Subclassification of diabetes without distinct subgroups

While there is clinical appeal to a hierarchical (‘hard’) clustering strategy, in which individuals are assigned to a single cluster or diabetes subtype, ‘soft’ clustering approaches allow individuals with diabetes to have contributions from multiple subtypes (Fig. 2a,b). This approach was recently taken in 726 individuals with type 2 diabetes in the Innovative Medicines Initiative (IMI) Diabetes Research on Patient Stratification (DIRECT) study, where a novel clustering approach that considered 32 anthropometric, clinical and biochemical phenotypes identified four quantitative profiles [29]. Most individuals had intermediate characteristics related to more than one of the four profiles; however, 101 individuals (~14%) had extreme phenotypes of a single profile and were considered ‘archetypes’. The four archetypes differed in glycaemic progression and omics signals, but have not yet been replicated in an independent dataset [29].

Fig. 2
figure 2

Strategies for identifying diabetes subtypes. (a) Hierarchical (‘hard’) clustering distributes people into discrete subtypes. These clusters are defined using a series of traits, which may include phenotypic and/or genotypic criteria. (b) In a ‘soft’ clustering approach, discrete subtypes are also defined using a series of traits; however, people may have features belonging to more than one cluster. Clusters that represent a distinct pathobiological mechanism may be referred to as endotypes. (c) Alternatively, clinical traits may be integrated into a regression model, yielding a continuous measurement of various outcomes (e.g. response to a certain drug or risk of developing a certain complication). Clinical decisions (e.g. to start a certain medication) are implemented for people who fall above a specified threshold. This figure is available as part of a downloadable slideset

An alternative strategy to stratify patients is to use continuous variables integrated into a regression model, yielding a continuous measurement of various outcomes (e.g. risk of developing a certain complication or glucose-lowering effect of a particular medication; Fig. 2c). Thresholds can be chosen to implement clinical decisions, such as starting a given medication. Under this approach, clinical endpoints can be modelled for an individual patient using all relevant patient information, rather than considering the collective risk of the endpoint in those assigned to a given cluster. Dennis and colleagues have used this approach to model glycaemic progression (HbA1c change over time), incidence of kidney disease and glycaemic response to medications in a reanalysis of two clinical trials [18, 30]. The results were comparable or at times superior to the ANDIS cluster-based approach; for example, eGFR at baseline was a better predictor of time to CKD (defined as eGFR below 60 ml min−1 1.73 m−2) than cluster membership, and modelling of simple clinical features (sex, BMI, age at diagnosis, baseline HbA1c) outperformed the clusters for treatment selection, as measured by HbA1c lowering in SIRD [18]. When considering these results, it is important to recognise that the cohorts were selected to exclude the most severe cases (that would mostly belong to SIDD and SIRD), which could lead to an underestimation of differences between clusters. In accordance, this study found no significant difference in risk of complications after adjustment for baseline eGFR, whereas studies of the ANDIS clusters found significant differences, with larger effect sizes for more severe kidney disease and with longer duration of diabetes [12, 31]. For treatment selection, the continuous models only evaluated HbA1c as the endpoint, whereas change in insulin resistance and risk of kidney disease would be as important to evaluate benefit in the SIRD cluster, which has relatively good metabolic control. Of course, an important limitation of HbA1c lowering as a single endpoint is that it may be influenced by hypoglycaemic adverse events. In spite of the limitations, modelling using continuous traits is a valuable approach that can provide improved prediction for specific complications, and the two strategies can be regarded as complementary [32].

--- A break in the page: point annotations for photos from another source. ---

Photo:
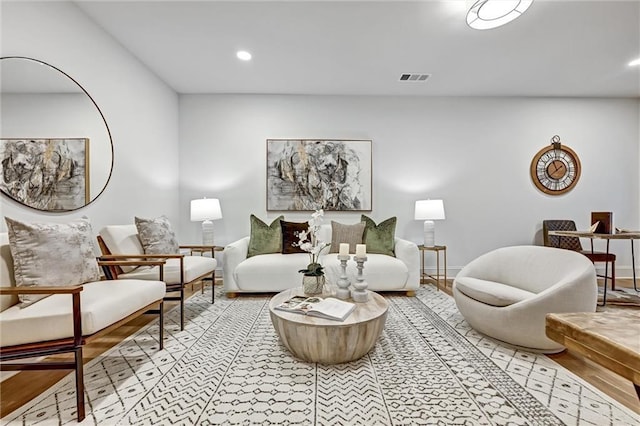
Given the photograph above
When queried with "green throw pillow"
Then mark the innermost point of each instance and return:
(379, 238)
(265, 239)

Clinical translation of phenotypic subclassification

Before novel subclassification approaches are implemented into clinical practice, there first needs to be robust evidence of benefit to patients. While multiple studies have supported the value of ANDIS cluster membership for prediction of diabetes complications (e.g. [13]), there are limited data on response to treatment. As mentioned above, reanalysis of A Diabetes Outcome Prevention Trial (ADOPT) and Rosiglitazone Evaluated for Cardiovascular Outcomes and Regulation of Glycemia in Diabetes (RECORD) indicated benefit of particular drugs for certain clusters, such as sulfonylureas for MARD and thiazolidinedione for SIRD [18]. In the Outcome Reduction with Initial Glargine Intervention (ORIGIN) trial, the subtype with the greatest glycaemic response to glargine, a long-acting insulin, compared with standard care was the SIDD subtype, where it decreased occurrence of hyperglycaemia (defined as a mean post-randomisation HbA1c ≥47.5 mmol/mol [6.5%]) by 13% in comparison with the MARD subtype [22]. While promising, further studies are needed before clinical recommendations can be made based on the subclassification.

For a phenotypic subtyping approach that involves clustering or regression modelling to be applied in clinical practice, there would need to be: (1) measurement of the defining phenotypes in a given patient; and (2) real-time analysis using the patient’s phenotypes to determine subtype or outcome risk. While measurement of complex phenotypes, such as HOMA estimates, may not be widely available, studies have demonstrated that simple measurements sometimes can be used as surrogates for complex phenotypes [15, 17, 33]. However, such simpler surrogates may not always be adequate, as for example no study has enabled identification of the SIRD cluster without some measure of C-peptide or insulin. For real-time mapping of the patient’s traits to clusters or regression model outcomes, there are efforts underway to develop decision support tools, although notably a challenge that emerges is ability to map a given patient’s clinical data to an appropriately representative cohort (e.g. with similar ethnicity) for determination of that patient’s cluster membership or modelled outcome risk.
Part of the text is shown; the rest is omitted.